Secondo gli studiosi di environmental criminology, il degrado del paesaggio, specialmente urbano, è un importante fattore che innesca comportamenti criminosi e violenti. E’ il principio della finestra rotta, ogni vetro non sostituito invita a tirare un sasso su quello intero che si trova accanto e, se il degrado procede, l’intero edificio va in rovina in breve tempo.
A Manfredonia la scelta di mettere nel 1980 alcune famiglie di sfrattati a Villa Rosa ha portato in poco tempo quella struttura ad essere distrutta totalmente. Divelti marmi, bruciati infissi, ogni decoro asportato… La stessa sorte in locali della chiesa S. Maria, dove poi il Comune ha dovuto pagare centinaia di migliaia di Euro per risistemarli. Forse perché i poveri e gli sfrattati sono tendenzialmente criminali? O perché vengono confinati, emarginati dalla comunità, parcheggiati in quei luoghi senza cura e senza controllo? Scatta specialmente lì la sindrome del vetro rotto. La gara a chi sfascia di più. Il recinto in legno della pineta di Siponto ha resistito finché è rimasto intatto… qualcuno ha iniziato a rompere e ora è quasi demolito, come le staccionate che costeggiano i canali.

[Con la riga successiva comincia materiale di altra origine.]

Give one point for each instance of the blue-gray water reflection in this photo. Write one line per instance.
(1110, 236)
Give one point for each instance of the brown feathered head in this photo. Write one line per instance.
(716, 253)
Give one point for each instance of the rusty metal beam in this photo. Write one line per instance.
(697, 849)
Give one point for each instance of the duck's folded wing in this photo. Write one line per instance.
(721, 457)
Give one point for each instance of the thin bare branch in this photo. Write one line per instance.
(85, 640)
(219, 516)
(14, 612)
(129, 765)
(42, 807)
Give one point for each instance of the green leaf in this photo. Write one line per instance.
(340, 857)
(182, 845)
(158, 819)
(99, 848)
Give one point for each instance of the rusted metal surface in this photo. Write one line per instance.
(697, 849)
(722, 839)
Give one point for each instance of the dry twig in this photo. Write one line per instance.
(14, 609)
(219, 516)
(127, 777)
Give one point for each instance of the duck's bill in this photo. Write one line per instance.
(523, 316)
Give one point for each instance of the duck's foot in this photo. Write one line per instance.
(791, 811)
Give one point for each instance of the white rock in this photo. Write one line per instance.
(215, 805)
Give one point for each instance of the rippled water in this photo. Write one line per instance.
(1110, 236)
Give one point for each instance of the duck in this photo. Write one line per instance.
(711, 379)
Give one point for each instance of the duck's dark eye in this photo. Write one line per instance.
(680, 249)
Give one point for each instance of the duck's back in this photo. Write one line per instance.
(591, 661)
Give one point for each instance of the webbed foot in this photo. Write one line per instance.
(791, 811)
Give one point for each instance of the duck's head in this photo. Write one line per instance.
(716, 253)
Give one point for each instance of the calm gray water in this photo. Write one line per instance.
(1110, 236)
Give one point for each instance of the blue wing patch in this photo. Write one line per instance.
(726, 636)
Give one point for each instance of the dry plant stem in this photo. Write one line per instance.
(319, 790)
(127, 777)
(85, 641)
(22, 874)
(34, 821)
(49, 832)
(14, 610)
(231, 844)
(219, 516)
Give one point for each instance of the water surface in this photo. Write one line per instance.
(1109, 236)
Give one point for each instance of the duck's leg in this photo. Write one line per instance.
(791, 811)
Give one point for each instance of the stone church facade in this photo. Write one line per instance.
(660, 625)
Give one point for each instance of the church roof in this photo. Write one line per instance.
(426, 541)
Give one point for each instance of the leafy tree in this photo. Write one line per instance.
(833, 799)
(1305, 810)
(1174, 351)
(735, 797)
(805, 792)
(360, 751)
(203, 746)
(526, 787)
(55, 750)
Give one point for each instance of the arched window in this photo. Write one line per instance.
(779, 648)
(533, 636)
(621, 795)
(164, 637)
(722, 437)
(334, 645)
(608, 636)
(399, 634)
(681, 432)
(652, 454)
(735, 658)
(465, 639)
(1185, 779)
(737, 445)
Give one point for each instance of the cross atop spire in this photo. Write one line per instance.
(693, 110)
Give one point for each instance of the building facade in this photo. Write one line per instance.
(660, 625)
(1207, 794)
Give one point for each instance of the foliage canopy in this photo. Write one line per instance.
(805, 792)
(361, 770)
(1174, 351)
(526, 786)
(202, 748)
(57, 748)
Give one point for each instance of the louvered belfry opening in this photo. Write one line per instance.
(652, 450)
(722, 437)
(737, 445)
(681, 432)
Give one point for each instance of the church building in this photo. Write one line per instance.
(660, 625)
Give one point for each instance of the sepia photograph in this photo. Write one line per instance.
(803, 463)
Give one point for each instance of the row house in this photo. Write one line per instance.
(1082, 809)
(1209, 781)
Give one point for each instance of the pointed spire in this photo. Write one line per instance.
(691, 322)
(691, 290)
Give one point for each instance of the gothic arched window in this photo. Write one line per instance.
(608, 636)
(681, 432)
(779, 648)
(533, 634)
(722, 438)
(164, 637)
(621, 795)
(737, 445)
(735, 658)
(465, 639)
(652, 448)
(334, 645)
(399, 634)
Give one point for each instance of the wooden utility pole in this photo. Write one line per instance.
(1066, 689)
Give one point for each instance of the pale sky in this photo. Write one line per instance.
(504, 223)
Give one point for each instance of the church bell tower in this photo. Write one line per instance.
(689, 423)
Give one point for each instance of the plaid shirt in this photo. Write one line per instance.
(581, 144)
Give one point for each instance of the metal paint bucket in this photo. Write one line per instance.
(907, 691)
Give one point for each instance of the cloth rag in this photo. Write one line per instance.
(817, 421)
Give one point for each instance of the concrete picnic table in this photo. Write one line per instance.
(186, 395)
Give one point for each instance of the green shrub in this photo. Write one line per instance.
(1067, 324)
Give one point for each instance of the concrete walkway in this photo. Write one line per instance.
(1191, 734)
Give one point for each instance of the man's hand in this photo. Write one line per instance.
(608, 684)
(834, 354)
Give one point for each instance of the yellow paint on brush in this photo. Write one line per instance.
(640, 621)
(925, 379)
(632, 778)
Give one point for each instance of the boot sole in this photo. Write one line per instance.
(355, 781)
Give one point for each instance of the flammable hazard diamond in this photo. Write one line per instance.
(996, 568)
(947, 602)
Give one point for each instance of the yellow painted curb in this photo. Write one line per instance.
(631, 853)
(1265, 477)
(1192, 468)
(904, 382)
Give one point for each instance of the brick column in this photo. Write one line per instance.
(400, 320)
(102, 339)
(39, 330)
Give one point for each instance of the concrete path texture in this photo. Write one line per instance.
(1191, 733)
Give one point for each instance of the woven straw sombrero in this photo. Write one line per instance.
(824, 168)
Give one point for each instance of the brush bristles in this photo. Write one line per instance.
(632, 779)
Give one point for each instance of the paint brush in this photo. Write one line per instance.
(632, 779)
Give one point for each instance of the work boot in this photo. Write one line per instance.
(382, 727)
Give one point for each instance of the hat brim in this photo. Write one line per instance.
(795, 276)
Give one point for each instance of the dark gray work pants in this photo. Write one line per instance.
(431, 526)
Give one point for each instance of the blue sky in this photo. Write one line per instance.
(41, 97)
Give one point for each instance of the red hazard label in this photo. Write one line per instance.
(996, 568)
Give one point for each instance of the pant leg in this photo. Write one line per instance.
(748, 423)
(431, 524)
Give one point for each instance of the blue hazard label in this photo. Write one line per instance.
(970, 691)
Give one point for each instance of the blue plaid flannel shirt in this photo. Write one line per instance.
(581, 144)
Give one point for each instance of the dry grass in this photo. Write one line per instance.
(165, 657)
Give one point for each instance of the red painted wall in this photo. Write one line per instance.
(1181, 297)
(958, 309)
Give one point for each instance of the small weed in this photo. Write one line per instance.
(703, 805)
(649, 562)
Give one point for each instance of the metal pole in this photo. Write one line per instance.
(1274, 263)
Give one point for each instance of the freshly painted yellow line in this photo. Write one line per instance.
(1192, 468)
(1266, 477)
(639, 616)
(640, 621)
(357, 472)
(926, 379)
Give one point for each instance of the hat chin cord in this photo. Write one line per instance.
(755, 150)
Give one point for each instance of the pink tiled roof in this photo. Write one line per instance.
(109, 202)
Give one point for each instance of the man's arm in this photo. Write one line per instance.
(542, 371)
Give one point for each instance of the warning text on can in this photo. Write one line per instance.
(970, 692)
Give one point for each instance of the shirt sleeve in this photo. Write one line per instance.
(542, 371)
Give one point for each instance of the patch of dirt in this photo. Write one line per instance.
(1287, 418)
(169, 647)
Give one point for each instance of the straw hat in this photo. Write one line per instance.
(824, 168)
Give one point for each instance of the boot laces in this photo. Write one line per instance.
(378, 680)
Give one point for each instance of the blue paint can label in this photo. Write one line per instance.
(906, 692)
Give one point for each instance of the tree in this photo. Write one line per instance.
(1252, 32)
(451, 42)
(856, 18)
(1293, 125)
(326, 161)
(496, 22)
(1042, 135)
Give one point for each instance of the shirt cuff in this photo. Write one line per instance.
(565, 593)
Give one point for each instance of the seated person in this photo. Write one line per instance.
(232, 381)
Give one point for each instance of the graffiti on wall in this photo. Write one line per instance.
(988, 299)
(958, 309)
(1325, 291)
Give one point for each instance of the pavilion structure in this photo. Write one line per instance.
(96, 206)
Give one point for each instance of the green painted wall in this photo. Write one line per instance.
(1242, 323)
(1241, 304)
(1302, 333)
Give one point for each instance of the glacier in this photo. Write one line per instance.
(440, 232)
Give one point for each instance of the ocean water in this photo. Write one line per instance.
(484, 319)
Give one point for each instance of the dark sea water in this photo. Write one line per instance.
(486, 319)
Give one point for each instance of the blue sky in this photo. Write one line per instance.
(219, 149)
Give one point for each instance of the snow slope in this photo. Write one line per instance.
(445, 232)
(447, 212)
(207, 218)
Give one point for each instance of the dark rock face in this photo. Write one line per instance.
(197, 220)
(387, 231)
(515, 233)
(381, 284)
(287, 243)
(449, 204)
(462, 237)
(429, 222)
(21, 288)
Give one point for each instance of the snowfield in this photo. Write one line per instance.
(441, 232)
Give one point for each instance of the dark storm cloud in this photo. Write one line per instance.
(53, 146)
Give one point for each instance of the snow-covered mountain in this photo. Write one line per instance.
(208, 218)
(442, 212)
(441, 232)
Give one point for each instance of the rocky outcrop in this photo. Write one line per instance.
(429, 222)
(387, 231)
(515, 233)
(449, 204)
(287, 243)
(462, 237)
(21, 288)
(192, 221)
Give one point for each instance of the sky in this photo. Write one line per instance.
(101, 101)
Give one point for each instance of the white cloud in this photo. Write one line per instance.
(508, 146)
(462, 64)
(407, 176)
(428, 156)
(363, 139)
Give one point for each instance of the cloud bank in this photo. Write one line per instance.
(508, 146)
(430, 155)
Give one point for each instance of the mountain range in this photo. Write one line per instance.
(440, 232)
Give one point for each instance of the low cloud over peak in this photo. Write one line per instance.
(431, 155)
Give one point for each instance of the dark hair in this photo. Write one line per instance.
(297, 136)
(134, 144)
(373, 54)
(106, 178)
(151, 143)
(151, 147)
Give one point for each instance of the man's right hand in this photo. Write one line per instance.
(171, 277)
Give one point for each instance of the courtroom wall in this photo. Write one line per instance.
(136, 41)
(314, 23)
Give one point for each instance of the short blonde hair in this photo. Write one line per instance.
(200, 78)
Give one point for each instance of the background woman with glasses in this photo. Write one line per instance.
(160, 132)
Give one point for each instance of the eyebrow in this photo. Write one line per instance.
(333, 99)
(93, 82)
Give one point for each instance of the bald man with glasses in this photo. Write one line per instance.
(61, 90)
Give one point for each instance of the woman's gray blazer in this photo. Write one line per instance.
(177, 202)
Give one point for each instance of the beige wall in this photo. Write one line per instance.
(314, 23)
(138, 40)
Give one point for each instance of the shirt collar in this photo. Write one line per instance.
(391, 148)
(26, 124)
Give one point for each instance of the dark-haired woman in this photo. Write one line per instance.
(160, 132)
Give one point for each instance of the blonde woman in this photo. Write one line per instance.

Chi vive in un quartiere brutto, sporco, mal tenuto, nel quale non riconosce nulla dei propri orizzonti interiori, niente in cui identificarsi, tende a violare ogni norma e ogni legge. “Al contrario, il miglioramento della situazione ambientale, cioè della qualità della vita, riduce o annulla l’incidenza dei comportamenti deviati” (Settis)
La città è sporca. La raccolta differenziata comporta un periodo di transizione difficile, di aumento della sporcizia. Ma c’è la sensazione che ci sia qualcosa d’altro. E’ una sindrome generalizzata del “vetro rotto”.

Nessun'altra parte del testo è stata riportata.